How to draw Thai text to PDF file by using libharu library

i am using free pdf library libharu to generate PDF file,
but i have a encoding problem, i can not draw Thai lanugage text on PDF file,
all the text shows "???.."
Somebody know how to fix it?
Thanks
I have succeeded in rendering hieroglyphic texts (not Thai, but Chinese and Japanese) using libharu. First of all, I used Unicode mode, please refer to HPDF_UseUTFEncodings() function documentation.
For C language, here is a sequence of libharu API calls needed to overcome your trouble:
HPDF_UseUTFEncodings(docHandle);
HPDF_SetCurrentEncoder(docHandle, "UTF-8");
Here docHandle is a valid HPDF_Doc object.
Next part is proper work with UTF fonts:
const char * libFontName = HPDF_LoadTTFontFromFile(docHandle, fontFileName.c_str(), font_embed::EmbedFonts);
HPDF_Font font = HPDF_GetFont(docHandle, libFontName, "UTF-8");
After these calls you may render unicode texts containing Thai characters. Also note about embedding flag (3rd param of LoadTTFontFromFile) - your PDF file may be unreadable due to external font references. If you are not crazy with output PDF size, you may just embed fonts.
I've tested couple of Thai .ttf fonts found in Google and they were rendered OK. Also (it may be important, but I'm not sure) I'm using fork of libharu https://github.com/kdeforche/libharu which is now merged into master branch.
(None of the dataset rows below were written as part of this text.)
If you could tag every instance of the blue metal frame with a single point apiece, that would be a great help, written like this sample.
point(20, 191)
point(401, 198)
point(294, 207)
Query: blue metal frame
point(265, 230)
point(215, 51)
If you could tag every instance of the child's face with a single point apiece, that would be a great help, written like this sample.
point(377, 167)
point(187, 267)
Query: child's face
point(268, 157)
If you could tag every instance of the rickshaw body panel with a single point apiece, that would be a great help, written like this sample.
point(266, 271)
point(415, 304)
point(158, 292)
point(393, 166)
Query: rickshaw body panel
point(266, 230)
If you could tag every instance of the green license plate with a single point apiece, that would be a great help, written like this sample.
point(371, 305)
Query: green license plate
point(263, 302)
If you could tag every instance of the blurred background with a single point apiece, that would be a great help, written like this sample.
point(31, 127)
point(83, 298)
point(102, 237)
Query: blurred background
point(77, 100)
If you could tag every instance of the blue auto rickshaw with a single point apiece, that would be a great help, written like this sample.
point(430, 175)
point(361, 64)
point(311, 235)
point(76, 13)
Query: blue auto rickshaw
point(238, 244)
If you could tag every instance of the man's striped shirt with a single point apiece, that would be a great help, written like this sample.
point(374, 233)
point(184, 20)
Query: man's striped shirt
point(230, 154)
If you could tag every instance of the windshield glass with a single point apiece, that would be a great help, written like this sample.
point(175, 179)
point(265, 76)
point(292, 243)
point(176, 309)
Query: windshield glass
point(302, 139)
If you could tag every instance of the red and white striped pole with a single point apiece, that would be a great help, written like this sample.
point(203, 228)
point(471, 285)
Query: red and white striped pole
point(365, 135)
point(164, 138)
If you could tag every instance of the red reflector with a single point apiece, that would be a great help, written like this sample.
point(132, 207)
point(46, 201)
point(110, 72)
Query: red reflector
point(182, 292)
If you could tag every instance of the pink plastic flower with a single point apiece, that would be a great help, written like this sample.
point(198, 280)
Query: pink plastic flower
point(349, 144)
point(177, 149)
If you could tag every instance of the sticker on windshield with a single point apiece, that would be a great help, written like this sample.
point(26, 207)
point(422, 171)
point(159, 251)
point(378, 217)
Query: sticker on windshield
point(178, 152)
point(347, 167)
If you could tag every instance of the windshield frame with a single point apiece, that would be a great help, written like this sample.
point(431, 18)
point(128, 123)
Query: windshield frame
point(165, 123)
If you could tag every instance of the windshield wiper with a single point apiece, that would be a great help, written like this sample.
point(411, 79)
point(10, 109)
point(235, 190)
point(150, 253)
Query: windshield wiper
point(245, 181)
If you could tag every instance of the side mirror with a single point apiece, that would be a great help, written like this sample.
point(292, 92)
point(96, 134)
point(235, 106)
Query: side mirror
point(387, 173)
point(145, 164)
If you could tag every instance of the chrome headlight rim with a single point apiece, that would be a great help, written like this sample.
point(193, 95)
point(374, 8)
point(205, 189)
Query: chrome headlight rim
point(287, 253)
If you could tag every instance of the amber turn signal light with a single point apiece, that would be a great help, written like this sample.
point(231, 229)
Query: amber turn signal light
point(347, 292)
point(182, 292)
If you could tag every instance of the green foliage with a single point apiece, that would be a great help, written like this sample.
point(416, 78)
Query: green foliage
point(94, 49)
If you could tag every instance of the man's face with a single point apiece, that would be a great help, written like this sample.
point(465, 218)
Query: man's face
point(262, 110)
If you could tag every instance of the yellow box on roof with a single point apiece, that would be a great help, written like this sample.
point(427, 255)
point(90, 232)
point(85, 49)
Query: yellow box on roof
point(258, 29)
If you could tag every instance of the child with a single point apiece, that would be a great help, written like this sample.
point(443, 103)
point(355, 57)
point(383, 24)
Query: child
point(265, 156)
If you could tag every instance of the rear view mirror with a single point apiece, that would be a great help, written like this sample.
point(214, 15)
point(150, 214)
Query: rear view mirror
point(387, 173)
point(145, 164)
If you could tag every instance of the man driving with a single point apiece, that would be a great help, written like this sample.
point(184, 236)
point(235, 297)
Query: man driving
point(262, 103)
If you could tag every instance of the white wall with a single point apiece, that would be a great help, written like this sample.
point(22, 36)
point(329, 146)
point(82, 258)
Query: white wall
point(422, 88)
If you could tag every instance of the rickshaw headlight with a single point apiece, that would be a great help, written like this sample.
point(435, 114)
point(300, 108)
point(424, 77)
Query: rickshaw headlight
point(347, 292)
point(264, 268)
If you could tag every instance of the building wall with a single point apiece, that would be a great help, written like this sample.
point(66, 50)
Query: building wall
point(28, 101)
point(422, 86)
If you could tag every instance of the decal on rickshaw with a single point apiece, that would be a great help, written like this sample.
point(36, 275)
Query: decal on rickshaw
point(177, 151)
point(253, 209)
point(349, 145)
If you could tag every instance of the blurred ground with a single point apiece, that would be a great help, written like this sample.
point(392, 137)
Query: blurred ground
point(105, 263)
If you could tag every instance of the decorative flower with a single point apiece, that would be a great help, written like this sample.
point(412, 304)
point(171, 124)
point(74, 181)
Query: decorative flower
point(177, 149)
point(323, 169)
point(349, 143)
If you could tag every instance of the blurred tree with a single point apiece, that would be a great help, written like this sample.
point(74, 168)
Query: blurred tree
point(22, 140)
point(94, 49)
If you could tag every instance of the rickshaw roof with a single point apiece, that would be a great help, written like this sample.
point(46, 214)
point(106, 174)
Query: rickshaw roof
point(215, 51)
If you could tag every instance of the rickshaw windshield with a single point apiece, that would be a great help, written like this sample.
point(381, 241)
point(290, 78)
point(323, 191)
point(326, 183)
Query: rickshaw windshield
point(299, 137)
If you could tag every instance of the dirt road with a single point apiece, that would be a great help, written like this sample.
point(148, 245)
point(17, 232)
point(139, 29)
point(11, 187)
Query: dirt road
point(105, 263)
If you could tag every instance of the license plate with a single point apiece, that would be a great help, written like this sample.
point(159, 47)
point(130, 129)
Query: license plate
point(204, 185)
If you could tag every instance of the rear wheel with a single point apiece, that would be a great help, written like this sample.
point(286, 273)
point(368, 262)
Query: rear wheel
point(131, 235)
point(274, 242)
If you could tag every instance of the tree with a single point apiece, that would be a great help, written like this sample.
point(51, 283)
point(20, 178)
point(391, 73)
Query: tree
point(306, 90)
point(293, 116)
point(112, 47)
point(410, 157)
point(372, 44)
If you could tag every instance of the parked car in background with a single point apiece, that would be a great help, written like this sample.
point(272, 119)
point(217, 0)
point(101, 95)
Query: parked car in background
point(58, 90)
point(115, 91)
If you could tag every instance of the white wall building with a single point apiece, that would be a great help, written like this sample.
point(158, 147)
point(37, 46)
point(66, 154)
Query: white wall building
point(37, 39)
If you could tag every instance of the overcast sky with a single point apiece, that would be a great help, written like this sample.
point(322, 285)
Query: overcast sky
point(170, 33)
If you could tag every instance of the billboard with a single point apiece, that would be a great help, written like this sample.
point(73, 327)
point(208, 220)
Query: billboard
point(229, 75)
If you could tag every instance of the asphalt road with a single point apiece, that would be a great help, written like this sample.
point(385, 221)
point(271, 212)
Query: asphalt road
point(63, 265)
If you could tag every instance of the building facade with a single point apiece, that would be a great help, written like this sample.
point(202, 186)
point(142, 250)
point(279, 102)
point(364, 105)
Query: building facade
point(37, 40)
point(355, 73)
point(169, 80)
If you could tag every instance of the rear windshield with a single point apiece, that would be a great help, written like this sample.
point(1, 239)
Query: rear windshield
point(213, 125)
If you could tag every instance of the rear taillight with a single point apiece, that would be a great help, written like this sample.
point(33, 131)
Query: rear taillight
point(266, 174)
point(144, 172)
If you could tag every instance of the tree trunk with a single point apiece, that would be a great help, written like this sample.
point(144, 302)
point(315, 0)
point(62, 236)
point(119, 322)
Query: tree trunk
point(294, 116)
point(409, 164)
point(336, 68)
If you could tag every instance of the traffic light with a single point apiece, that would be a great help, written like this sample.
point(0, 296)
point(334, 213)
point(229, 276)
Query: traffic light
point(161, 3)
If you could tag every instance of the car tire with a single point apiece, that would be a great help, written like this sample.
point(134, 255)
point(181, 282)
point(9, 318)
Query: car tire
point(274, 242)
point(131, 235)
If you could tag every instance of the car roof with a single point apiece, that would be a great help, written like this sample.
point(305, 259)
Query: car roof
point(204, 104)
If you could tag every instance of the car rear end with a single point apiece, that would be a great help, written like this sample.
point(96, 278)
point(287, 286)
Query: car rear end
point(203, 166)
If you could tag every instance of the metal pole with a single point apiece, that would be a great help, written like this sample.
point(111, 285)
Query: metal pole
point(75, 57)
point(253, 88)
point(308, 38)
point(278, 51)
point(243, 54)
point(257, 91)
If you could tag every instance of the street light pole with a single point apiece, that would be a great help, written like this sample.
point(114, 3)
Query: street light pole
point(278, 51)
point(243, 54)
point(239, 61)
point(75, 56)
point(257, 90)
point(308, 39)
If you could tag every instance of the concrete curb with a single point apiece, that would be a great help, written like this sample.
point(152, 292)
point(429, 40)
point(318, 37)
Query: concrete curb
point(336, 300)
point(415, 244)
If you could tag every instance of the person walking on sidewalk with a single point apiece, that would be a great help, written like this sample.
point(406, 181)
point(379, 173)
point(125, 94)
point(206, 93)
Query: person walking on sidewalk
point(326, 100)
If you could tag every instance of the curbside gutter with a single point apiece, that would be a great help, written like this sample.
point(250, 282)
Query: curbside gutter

When you write text to the PDF, use the correct font and encoding. In the libharu documentation you have all the possibilities: https://github.com/libharu/libharu/wiki/Fonts
In your case, you must use the ISO8859-11 Thai, TIS 620-2569 character set
An example (in spanish):
HPDF_Font fontEn = HPDF_GetFont(pdf, "Helvetica-Bold", "ISO8859-2");
HPDF_Page_TextOut(page1, 50.00, 750.00, [#"Código para correcta codificación en libharu" cStringUsingEncoding:NSISOLatin1StringEncoding]);